Things picked up after about thirty minutes and an interesting plot seemed to be unfolding, notwithstanding a totally pointless distracting sideline -- a hokey, done-a-thousand-times-better bit of turf-war animosity between a civilian cop and the swaggering military investigator (Travolta). The depiction of the crime scene, however, was offensive. Panning repeatedly on the woman's nude body, lingering grisly images over and over in the rape scene, complete with graphic descriptions of how it felt -- all of this was gratuitous to the point of pornography. This carried through to the end of the film (snuff porn fanciers, God help them, will be quite gratified, at least).

Compared with the gruesome murder scenes in, say, "Seven", which horrify by presenting brief glimpses and letting the imagination do the rest, these scenes are drawn-out and heavy-handed. The murder scenes in "Seven" left me queasy about the psychopath; those in this film leave me worried about the film director. If nothing else, that's a distraction.

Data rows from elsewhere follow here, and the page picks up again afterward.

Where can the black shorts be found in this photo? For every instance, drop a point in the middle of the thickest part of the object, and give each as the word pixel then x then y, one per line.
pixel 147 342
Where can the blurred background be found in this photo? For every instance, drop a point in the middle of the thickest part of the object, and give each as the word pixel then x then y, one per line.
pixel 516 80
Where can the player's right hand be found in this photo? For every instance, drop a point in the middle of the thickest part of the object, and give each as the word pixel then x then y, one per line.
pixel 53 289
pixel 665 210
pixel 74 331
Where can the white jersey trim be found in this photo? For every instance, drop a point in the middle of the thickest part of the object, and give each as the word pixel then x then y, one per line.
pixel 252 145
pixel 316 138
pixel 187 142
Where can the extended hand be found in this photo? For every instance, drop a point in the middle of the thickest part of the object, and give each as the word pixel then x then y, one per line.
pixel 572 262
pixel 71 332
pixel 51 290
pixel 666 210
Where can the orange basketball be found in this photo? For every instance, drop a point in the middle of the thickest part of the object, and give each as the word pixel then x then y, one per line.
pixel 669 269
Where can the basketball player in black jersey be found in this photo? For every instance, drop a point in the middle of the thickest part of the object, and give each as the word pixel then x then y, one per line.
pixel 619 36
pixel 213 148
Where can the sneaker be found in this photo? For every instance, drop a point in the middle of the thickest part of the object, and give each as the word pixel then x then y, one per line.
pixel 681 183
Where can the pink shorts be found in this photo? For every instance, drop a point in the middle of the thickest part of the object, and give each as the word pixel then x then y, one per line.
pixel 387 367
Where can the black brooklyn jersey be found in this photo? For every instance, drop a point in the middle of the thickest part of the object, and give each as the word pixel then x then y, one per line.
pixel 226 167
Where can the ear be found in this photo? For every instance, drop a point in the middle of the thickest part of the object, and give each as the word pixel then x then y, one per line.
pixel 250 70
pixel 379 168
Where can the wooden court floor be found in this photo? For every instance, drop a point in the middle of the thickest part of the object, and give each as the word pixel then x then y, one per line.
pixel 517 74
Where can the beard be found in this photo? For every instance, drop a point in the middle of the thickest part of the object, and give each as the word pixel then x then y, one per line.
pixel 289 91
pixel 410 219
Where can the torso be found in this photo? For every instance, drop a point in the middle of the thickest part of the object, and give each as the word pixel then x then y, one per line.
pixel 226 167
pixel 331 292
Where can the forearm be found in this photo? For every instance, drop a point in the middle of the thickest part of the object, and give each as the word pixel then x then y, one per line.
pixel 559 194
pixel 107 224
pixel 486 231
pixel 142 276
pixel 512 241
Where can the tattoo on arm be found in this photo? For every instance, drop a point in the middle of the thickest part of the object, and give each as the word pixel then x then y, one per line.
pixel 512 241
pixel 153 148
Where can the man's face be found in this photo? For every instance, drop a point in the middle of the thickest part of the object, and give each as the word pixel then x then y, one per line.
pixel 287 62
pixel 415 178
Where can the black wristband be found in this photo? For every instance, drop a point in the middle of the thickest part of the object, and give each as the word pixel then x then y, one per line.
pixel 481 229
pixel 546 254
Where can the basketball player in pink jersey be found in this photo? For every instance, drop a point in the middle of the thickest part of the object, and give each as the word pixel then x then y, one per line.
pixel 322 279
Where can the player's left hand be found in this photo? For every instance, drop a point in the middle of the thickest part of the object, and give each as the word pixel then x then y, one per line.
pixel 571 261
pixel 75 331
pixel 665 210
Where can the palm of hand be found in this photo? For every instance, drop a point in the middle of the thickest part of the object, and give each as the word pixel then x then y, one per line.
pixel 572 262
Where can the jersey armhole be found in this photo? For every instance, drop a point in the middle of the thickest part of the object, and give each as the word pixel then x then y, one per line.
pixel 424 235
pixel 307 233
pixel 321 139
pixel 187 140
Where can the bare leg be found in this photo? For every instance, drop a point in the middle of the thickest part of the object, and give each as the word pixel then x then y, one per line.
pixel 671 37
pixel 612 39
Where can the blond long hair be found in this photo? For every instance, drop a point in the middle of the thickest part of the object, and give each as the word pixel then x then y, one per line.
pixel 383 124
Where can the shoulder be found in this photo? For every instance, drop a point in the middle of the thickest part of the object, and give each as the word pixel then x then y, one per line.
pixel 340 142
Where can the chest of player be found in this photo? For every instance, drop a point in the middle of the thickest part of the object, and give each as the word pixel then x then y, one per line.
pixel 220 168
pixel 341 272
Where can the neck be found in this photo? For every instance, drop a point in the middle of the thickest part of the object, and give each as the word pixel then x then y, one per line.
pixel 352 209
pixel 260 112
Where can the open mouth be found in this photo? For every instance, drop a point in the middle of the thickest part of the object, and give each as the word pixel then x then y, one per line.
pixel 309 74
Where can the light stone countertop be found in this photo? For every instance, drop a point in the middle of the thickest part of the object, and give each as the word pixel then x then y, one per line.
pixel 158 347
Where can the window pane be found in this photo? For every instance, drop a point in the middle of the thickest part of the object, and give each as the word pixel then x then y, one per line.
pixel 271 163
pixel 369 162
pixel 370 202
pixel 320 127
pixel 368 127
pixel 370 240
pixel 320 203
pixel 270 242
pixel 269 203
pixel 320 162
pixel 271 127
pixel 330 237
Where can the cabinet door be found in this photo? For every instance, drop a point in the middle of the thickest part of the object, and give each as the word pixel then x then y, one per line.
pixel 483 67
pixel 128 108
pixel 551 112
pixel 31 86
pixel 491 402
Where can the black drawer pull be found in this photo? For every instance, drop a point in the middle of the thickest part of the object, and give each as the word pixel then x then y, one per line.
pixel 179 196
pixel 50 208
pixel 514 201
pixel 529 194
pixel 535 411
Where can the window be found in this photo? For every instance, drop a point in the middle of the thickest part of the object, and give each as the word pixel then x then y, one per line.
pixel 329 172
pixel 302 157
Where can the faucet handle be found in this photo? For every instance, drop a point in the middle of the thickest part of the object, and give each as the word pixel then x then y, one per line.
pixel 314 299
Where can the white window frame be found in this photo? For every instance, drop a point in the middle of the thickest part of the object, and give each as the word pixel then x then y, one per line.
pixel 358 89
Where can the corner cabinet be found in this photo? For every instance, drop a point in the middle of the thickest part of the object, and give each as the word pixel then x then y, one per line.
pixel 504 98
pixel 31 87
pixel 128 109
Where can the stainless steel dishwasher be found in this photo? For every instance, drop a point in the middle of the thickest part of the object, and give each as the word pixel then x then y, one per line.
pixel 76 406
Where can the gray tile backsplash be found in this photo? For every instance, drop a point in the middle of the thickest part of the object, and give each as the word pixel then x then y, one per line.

If you're the sort of film-goer who likes to sleep through most of the movie and have everything explained by monologues at the end, this is your kind of film. Leaving nothing unsaid, the last half hour is full of exactly the sort of confessions of the soul that do not ever happen in real life. People with no compelling reason to expose their career-threatening secrets -- people who have spent seven years concealing them in a cold, calculated and rigid conspiracy -- crumble one at a time before two underling investigators with little to go on other than hunches and the occasional totally illegal and improbable beating of a witness.

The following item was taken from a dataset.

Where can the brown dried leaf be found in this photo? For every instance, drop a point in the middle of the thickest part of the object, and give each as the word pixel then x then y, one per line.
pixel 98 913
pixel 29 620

Not content to treat us as severely lacking in imagination, the filmmakers felt a further need to tell us in a written postscript that the bad guy got his just deserts and that there are lots of women in the armed forces who are going to do just fine. What's the point? That despite this gang rape the military is a cool place for women? There must be a point; this film can't resist making points.

My point is, this cast is full of people who can act. I hope each of them finds a film worthy of talented actors and actresses next time.

My rating is five out of ten, including one point each for the two very funny one-liners. Spend your money on something worthwhile and entertaining, like "Besieged".